Stress is meant to be a defense system for your body—helpful if you’re running from a tiger! But long-term stress deregulates a system that’s built to deal with a short-term response.
What are the effects of chronic stress?
Chronic stress can have many different effects on the body. When cortisol (a stress hormone) becomes elevated, muscles can become tense, and the heart rate and blood pressure can increase. This can become a positive feedback loop—meaning a vicious cycle!
Another stress hormone, adrenaline, can actually create scars in blood vessels in cases of chronic stress.
Increasingly, we are discovering that stress can also play a role in the development of disease. Stress can suppress the immune system, while, conversely, a hug can boost it.
How can massage therapy help with stress?
Studies have shown that massage therapy reduces cortisol levels and increases serotonin and dopamine levels. It can reduce pain levels and depression while enhancing attention and immune function. In addition, it can lower your heart rate and blood pressure.
Massage therapy for stress reduction typically targets muscle tension (stress is commonly held in neck and shoulder musculature), muscles associated with breathing, and of course, whatever areas help you feel relaxed.
Essential oils can be used in your massage or at home to reduce stress. Most of us think of lavender, but there are many others that can help: geranium, bergamot, grapefruit, and neroli lemon, to name a few. And some love the mint family for achy, stressed muscles and headaches—peppermint, eucalyptus, wintergreen, and camphor.

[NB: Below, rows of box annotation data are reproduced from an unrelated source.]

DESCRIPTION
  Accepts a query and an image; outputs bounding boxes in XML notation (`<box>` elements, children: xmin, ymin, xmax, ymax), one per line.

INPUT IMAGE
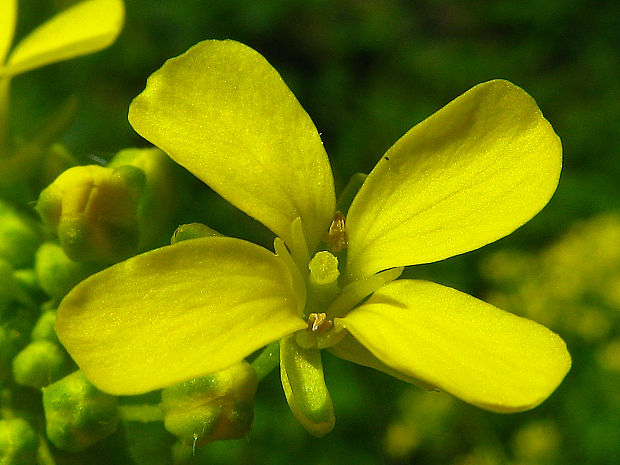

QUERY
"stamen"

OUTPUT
<box><xmin>327</xmin><ymin>267</ymin><xmax>403</xmax><ymax>317</ymax></box>
<box><xmin>308</xmin><ymin>313</ymin><xmax>332</xmax><ymax>333</ymax></box>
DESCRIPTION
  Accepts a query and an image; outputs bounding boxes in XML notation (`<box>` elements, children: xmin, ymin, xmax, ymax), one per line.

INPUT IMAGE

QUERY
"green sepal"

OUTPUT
<box><xmin>161</xmin><ymin>361</ymin><xmax>258</xmax><ymax>446</ymax></box>
<box><xmin>170</xmin><ymin>223</ymin><xmax>222</xmax><ymax>244</ymax></box>
<box><xmin>0</xmin><ymin>200</ymin><xmax>41</xmax><ymax>268</ymax></box>
<box><xmin>35</xmin><ymin>242</ymin><xmax>100</xmax><ymax>302</ymax></box>
<box><xmin>43</xmin><ymin>371</ymin><xmax>119</xmax><ymax>452</ymax></box>
<box><xmin>0</xmin><ymin>418</ymin><xmax>39</xmax><ymax>465</ymax></box>
<box><xmin>107</xmin><ymin>148</ymin><xmax>180</xmax><ymax>251</ymax></box>
<box><xmin>280</xmin><ymin>335</ymin><xmax>335</xmax><ymax>437</ymax></box>
<box><xmin>37</xmin><ymin>165</ymin><xmax>146</xmax><ymax>264</ymax></box>
<box><xmin>30</xmin><ymin>310</ymin><xmax>58</xmax><ymax>344</ymax></box>
<box><xmin>13</xmin><ymin>341</ymin><xmax>73</xmax><ymax>389</ymax></box>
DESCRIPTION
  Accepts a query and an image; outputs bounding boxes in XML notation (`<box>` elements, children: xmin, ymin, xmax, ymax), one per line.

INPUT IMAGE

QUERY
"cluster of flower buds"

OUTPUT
<box><xmin>161</xmin><ymin>361</ymin><xmax>258</xmax><ymax>446</ymax></box>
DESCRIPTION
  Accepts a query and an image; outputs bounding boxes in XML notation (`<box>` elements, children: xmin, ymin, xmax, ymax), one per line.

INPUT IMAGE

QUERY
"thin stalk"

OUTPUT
<box><xmin>118</xmin><ymin>404</ymin><xmax>164</xmax><ymax>423</ymax></box>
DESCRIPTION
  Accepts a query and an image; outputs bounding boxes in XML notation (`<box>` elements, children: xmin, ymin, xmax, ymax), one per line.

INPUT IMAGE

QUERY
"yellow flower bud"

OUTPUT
<box><xmin>37</xmin><ymin>165</ymin><xmax>145</xmax><ymax>263</ymax></box>
<box><xmin>161</xmin><ymin>361</ymin><xmax>258</xmax><ymax>445</ymax></box>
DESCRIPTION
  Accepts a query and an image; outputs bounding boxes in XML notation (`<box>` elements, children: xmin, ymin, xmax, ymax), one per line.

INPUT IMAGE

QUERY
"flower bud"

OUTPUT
<box><xmin>161</xmin><ymin>361</ymin><xmax>258</xmax><ymax>445</ymax></box>
<box><xmin>37</xmin><ymin>165</ymin><xmax>145</xmax><ymax>263</ymax></box>
<box><xmin>13</xmin><ymin>341</ymin><xmax>72</xmax><ymax>389</ymax></box>
<box><xmin>0</xmin><ymin>418</ymin><xmax>39</xmax><ymax>465</ymax></box>
<box><xmin>43</xmin><ymin>371</ymin><xmax>119</xmax><ymax>452</ymax></box>
<box><xmin>0</xmin><ymin>200</ymin><xmax>41</xmax><ymax>268</ymax></box>
<box><xmin>0</xmin><ymin>258</ymin><xmax>33</xmax><ymax>312</ymax></box>
<box><xmin>108</xmin><ymin>148</ymin><xmax>178</xmax><ymax>250</ymax></box>
<box><xmin>35</xmin><ymin>242</ymin><xmax>99</xmax><ymax>301</ymax></box>
<box><xmin>170</xmin><ymin>223</ymin><xmax>221</xmax><ymax>244</ymax></box>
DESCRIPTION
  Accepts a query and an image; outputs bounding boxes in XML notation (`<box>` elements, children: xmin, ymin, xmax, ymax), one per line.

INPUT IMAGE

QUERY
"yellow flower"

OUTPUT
<box><xmin>56</xmin><ymin>41</ymin><xmax>570</xmax><ymax>436</ymax></box>
<box><xmin>0</xmin><ymin>0</ymin><xmax>125</xmax><ymax>77</ymax></box>
<box><xmin>0</xmin><ymin>0</ymin><xmax>125</xmax><ymax>143</ymax></box>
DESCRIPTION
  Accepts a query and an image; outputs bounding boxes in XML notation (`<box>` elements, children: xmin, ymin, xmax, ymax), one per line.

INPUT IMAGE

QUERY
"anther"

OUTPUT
<box><xmin>308</xmin><ymin>313</ymin><xmax>332</xmax><ymax>333</ymax></box>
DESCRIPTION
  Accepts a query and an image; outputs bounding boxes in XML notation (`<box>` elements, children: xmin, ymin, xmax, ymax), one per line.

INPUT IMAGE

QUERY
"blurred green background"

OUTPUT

What are other methods to reduce stress?
At home, breathing exercises can be used daily to help regulate your autonomic nervous system as well as improve your heart rate variability. Breathing into the abdomen with a slow exhale can help diffuse nervousness, stress, and anxiety. It has been shown that overbreathing or chest breathing can trigger a panic attack. A sensitivity to lactic acid imbalance is also associated with panic attacks.
Box breathing is an exercise where you inhale for a count of 4, hold for 4, exhale for 4, hold again for 4, then repeat. I also like Andrew Weil’s 4-7-8 breathing exercise, which you can find explained on his website.
Soaking in an epsom salt bath can reduce acidity (i.e. lactic acid) and increase magnesium, which can ease sore muscles and help you sleep. Create a spa-like environment with candles, essential oils in a diffuser (or just a few drops on the candle near the wick), relaxing music, a good book, and, if you are like me—chocolate elevates the entire experience! You can dig into some of the benefits of chocolate in this paper.